Serpent column, Istanbul. Photo by Gryffindor.

Today is the anniversary of the victory of the Greek city states over the Persian army of Xerxes at the Battle of Platea in 480 BCE.

This is the gift the saviors of far-flung Hellas upraised here,

Having delivered their states from loathsome slavery’s bonds.

– Herodotus

A tenth of the booty from the battle was set aside for a dedication to Apollo, in fulfilment of a vow. The bronze column of three intertwined snakes symbolized the cooperation of the city states participating in the battle. The column was topped with a golden or gilded tripod. The monument was placed on a stone base near the altar of Apollo at Delphi. 


Serpent Head, Istanbul Archaeological Museum. Photo by Gryffindor.

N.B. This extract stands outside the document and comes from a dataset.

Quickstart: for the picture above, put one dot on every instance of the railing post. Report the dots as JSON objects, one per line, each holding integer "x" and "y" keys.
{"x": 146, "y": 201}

The column was desecrated in 345/344 BCE by the Phocians, who stole the treasure from Delphi during a war against the Delphic Amphictyonic League. The conflict was settled by Philip II of Macedon, and the Phocians were fined 400 talents for their act of extreme sacrilege.

In 324 CE, Constantine I in had the column relocated to the Hippodrome in the new city of Constantinople. The serpent heads survived until the 1700s. The column was lost when the ground level was raised. Charles Thomas Newton, a British archaeologist, supervised the excavation of the base in 1855. The remaining portion of the column is 7.62 meters/25 feet in height.


Reconstruction of the Serpent Column by doktorjohn, 2010.